How this skill works

The skill inspects model choices, input_type semantics, output dimensions, and batching behavior to produce embeddings suited to specific tasks. It highlights that Cohere uses asymmetric embeddings—documents and queries must use different input_type values—to avoid silent quality degradation. It also explains embed-v4 multimodal capabilities and how Matryoshka dimensions trade precision for speed.

When to use it

Building a document search or semantic retrieval system
Implementing RAG for a chatbot or knowledge assistant
Comparing embeddings for multilingual vs.
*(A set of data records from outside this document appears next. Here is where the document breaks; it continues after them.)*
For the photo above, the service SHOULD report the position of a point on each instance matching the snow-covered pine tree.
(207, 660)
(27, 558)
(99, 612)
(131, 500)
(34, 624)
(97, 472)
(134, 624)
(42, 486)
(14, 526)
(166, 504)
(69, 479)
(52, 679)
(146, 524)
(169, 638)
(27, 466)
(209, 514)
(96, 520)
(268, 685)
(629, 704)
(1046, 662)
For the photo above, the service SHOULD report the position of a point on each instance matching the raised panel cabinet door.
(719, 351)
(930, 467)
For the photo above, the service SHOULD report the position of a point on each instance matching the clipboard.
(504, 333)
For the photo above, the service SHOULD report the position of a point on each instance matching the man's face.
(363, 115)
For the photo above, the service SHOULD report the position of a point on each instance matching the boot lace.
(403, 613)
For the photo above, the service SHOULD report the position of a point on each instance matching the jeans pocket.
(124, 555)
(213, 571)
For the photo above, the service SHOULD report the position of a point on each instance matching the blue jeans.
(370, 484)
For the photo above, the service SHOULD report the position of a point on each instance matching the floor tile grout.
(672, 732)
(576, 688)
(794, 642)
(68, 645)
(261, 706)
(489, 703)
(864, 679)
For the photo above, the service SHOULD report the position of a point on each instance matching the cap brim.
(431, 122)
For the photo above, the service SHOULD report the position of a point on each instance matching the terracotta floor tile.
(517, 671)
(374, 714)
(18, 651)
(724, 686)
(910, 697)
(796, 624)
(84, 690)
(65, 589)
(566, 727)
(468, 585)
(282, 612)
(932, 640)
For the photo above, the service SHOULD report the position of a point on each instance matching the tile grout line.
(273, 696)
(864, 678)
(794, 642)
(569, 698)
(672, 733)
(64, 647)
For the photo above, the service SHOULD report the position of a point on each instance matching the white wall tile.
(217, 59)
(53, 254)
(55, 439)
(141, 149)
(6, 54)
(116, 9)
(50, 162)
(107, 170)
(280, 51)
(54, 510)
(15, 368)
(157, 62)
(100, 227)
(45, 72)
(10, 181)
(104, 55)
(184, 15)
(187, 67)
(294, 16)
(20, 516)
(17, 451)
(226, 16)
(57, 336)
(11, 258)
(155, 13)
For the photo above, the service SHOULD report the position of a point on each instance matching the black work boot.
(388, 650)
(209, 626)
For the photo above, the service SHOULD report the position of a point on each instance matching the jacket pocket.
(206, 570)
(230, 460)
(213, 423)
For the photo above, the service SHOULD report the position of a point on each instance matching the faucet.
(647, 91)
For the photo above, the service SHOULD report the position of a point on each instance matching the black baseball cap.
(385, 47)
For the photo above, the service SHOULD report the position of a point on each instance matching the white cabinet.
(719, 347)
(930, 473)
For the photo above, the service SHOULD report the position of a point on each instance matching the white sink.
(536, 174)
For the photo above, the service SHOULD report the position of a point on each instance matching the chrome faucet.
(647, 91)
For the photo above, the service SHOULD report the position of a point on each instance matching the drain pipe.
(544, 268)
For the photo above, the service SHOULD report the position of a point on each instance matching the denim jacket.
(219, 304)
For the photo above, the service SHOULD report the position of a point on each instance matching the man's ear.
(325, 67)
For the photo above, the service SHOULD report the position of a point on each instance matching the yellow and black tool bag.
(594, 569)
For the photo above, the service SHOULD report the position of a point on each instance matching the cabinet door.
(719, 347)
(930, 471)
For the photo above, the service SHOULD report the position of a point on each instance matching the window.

English-only workloads
Embedding images or mixed text+image content with embed-v4
Processing large datasets with batch limits or embed jobs API

Best practices

Always set input_type: use search_document for stored docs and search_query for queries
Respect the 96-items-per-request hard limit; batch or use embed jobs for large datasets
Choose output_dimension based on precision vs. latency: 1536 (high), 512 (balanced), 256 (compact)
Chunk long texts (~6000 chars recommended) to avoid truncation and preserve context
Use appropriate embedding_types (float, int8, binary) to optimize storage and indexing
Integrate with LangChain vectorstores and splitters to streamline ingestion and retrieval

Example use cases

Indexing a knowledge base: embed documents with input_type=search_document, store in FAISS, then query with search_query embeddings
Multimodal product search: embed product images and descriptions together using embed-v4 to enable image+text retrieval
High-throughput pipelines: embed in batches of 96 or submit an embed_jobs job for millions of items
RAG for customer support: chunk long manuals, embed chunks, and use similarity search to supply context to a generative model
Language-aware applications: pick embed-english-v3.0 for English-only or embed-multilingual-v3.0 for global content

FAQ

What happens if I use the wrong input_type?

Using the wrong input_type will silently reduce search quality because document and query embeddings are asymmetric. Always use search_document for indexed content and search_query for queries.

How do I choose embed-v4 dimensions?

Pick 1536 for highest precision, 512 for a balance of speed and accuracy, and 256 for compact, faster search depending on your latency and accuracy needs.